Protest against state budget cuts aims for the heartstrings

Things got personal on the steps of Tweed Courthouse today as parents, advocates and elected officials protested budget cuts by sharing stories and photographs of specific children affected.

Summer Lord said her two children were “sandwiched in like a sardine, elbow-to-elbow with 34 other students” in over-capacity classrooms at P.S./I.S. 217 on Roosevelt Island. Millie Vargas’s daughter is passionate about the violin, and according to Vargas, a looming cut of approximately $150,000 to P.S. 73 threatens her daughter’s music class.

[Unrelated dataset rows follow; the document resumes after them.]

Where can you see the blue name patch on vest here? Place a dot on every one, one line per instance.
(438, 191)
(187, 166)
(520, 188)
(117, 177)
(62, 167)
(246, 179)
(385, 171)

And Angela Courtney told me her daughter came home two days ago crying that an after school baking class she had joined at P.S. 35 had been abruptly cut.

These mothers were among the crowd of protesters waving black and white photographs of their children and neon posters markered with sayings like “What happens in Albany doesn’t stay in Albany” and “School cuts hurt.”

The New York City protest was one of eight similar protests taking place across the state today aimed at the $1.3 billion slashes from the state’s education funds.

In their speeches, advocates outlined the consequences of dwindling school funds. Leonie Haimson, of Class Size Matters, lamented about bulging class sizes; Carlos Ruis, the Parent Association president at the High School for Law, Advocacy and Community Justice, spoke about the possibility of losing the parent coordinator at his school; Santos Crespo, president of Local 372, addressed the looming school aide layoffs; others spoke about the affects on after school, teachers and arts programs.

“They’re not just numbers to us, these are our kids. How can you look at these faces and say cuts don’t hurt?” said Zakiyah Ansari, a parent organizer with the Coalition for Educational Justice.